Reposting this article by @ericgeller, about concerns with AI usage undermining trust in threat intel, with alt text in screenshot: https://www.cybersecuritydive.com/news/ai-isacs-threat-intelligence-information-sharing-trust/815499/

The ease of breaking trust here with AI is the really key thing. There's enough noise and FUD in threat intelligence already

#infosec #isac #ThreatIntelligence #cybersecurity

@cxiao Threat intel by AI should be labeled. The source is part of my understanding of what I am looking at. "Analyst on our team" vs "Claude doing his best" matters in terms of what to expect, what to doubt and what red flags to watch out for.

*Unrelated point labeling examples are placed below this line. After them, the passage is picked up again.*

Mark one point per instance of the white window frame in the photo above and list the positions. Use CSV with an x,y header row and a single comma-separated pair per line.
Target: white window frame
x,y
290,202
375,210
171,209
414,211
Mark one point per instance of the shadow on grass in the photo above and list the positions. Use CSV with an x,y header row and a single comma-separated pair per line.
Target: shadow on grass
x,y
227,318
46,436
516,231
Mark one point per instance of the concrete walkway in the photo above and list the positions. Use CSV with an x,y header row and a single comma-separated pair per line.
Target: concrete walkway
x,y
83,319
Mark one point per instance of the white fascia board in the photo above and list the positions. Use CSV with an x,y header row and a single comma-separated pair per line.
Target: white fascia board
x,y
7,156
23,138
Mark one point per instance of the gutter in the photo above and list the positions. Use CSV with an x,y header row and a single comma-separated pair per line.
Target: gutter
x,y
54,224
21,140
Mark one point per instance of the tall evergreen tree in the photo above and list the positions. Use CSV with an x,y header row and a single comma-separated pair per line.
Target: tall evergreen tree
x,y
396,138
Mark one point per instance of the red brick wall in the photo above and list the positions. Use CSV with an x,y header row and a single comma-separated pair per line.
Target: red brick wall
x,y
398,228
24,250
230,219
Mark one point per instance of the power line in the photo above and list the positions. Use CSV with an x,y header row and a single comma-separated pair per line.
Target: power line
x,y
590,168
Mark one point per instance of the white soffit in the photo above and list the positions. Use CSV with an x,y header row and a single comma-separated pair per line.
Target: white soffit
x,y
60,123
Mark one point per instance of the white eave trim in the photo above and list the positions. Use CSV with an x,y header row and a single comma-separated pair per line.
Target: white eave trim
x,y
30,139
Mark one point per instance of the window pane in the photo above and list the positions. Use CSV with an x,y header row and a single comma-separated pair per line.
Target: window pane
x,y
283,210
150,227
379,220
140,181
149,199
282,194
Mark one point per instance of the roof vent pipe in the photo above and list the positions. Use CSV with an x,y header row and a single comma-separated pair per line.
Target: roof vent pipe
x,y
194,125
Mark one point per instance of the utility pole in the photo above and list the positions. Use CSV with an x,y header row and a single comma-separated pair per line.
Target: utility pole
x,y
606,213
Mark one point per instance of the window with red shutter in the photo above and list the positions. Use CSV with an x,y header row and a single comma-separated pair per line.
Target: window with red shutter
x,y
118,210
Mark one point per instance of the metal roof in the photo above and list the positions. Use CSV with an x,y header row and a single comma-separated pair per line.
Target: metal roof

@bh11235 Exactly. I find that as soon as I know AI was involved in drafting something I have to approach my review completely differently (and usually it takes way longer)...

With your colleagues you know and trust they are experts, with AI that trust is broken

@cxiao To be fair I find a lot to appreciate about AI output too. It has a technically exacting spirit. It likes to, as the saying goes, 'hug the query' and do a lot of homework that a human wouldn't always bother with. It likes to examine 7 hypotheses before it gets attached to one. But what it lacks, among other things, is the desperate motivation to win - the fundamental sense that it's going to be held accountable for what it wrote, with all resulting implications. It's an often overconfident savant that will, if proven wrong, get to say "you're absolutely right, that was my bad" and this matters in both a fundamental and practical sense.